Setahun Srikandi Sungai Tasikmalaya, Mengabdi dengan Happy

Srikandi Sungai Indonesia (SSI) Kabupaten Tasikmalaya, saat memperingati Hari Lingkungan Hidup di Cipatani Nanggewer, tempo hari.

KAPOL.ID – Sudah setahun Srikandi Sungai Indonesia (SSI) Kabupaten Tasikmalaya berkiprah. Merebut peran, tampil sebagai kaum mandiri. Menolak anggapan sebagai kelompok yang paling rentan menjadi korban kekerasan dan eksploitasi.

“Satu tahun menjadi tahun evaluasi untuk progres ke depan, agar bisa lebih banyak lagi berkiprah dalam pengabdian untuk alam yang lestari dan bermanfaat bagi banyak orang,” ujar Ketua SSI Kabupaten Tasikmalaya, Tjitjih Kurniasih.

Menurutnya, perubahan iklim menjadi salah satu pemicu terjadinya bencana alam termasuk juga di Indonesia yang berada di daerah rawan bencana.
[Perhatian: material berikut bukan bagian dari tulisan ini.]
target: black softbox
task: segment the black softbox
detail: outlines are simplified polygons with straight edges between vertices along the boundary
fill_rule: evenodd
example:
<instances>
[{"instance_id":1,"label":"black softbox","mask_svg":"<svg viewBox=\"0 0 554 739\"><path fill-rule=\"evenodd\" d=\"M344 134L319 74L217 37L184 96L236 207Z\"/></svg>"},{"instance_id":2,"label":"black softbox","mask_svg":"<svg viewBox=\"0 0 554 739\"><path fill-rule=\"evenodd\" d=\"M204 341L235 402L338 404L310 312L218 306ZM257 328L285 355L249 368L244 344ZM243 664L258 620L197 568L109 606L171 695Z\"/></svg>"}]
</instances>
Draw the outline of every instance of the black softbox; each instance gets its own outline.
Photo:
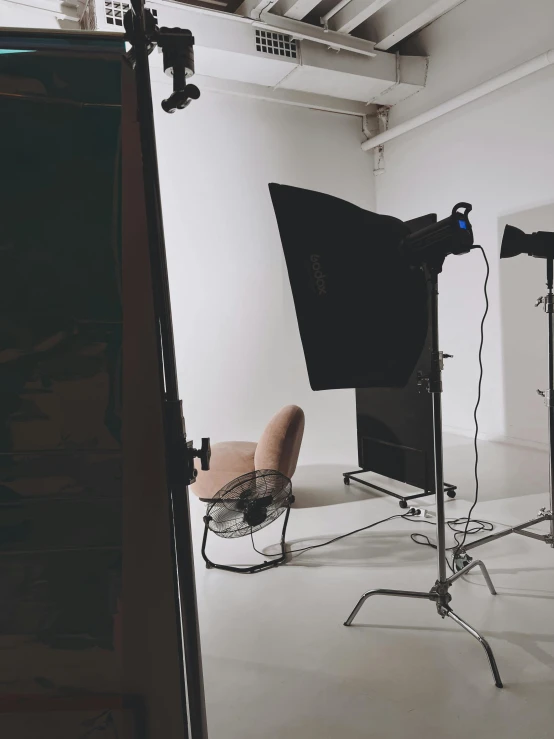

“Saat terjadi bencana alam, jumlah perempuan yang bertahan lebih sedikit dibanding laki-laki. Belum lagi penanganan pascabencana yang tidak responsif gender pastinya akan berdampak terhadap perempuan,” katanya.

Padahal kaum perempuan, kata dia, bagian dari agen perubahan yang secara efektif dapat melakukan upaya mitigasi perubahan iklim. “Itulah salah satu yang mendasari Srikandi Sungai Indonesia lahir,” ujarnya.

SSI Pusat lahir tahun 2018. Setahun kemudian SSI Kabupaten Tasikmalaya dideklarasikan. Merespons program Kementerian Pemberdayaan Perempuan dan Perlindungan Anak (Kemen PPPA) melalui Deputi bidang Kesetaraan Gender ketika itu.

“Satu tahun SSI Tasikmalaya momentum untuk bisa terbang lebih tinggi. Dan selalu mandiri berdikari, mengabdi dengan happy,” katanya.

Melalui SSI, kaum perempuan bisa berkiprah dalam pengelolaan lingkungan yang dilakukan secara partisipatif, inovatif, dan berkelanjutan. Pengelolaan lingkungan disinyalir dapat menjadi salah satu upaya antisipasi dampak perubahan iklim dan bencana alam.

Refleksi satu tahun ini, menurutnya digelar di objek wisata sungai Cipatani, Desa Nanggewer, Kabupaten Tasikmalaya, Sabtu-Minggu 19-20 September 2020.

Ada diskusi santai bersama Abah Asep (Ketua Umum Geliat), Rohimat (Ketua FKPAT), Mamat (pendiri Zaradika), Dr. Siti Fadjarani M.T. (Universitas Siliwangi), Firgian Arsigunita SPi, M.P. (Universitas Perjuangan), dan Erwin Hilman Hakim, M.Pd (Universitas Siliwangi).

Hiburan dimeriahkan Gondang PKK Desa Nanggewer, Pencak Silat Puncaksari, Jaipongan SII Tasikmalaya beserta warga dan komunitas. “Sedangkan penampilan spesial, disuguhkan oleh Pet Lover Tasik Utara, Galunggung Slingshoot Games, dan Galunggung Reftilian Community,” katanya.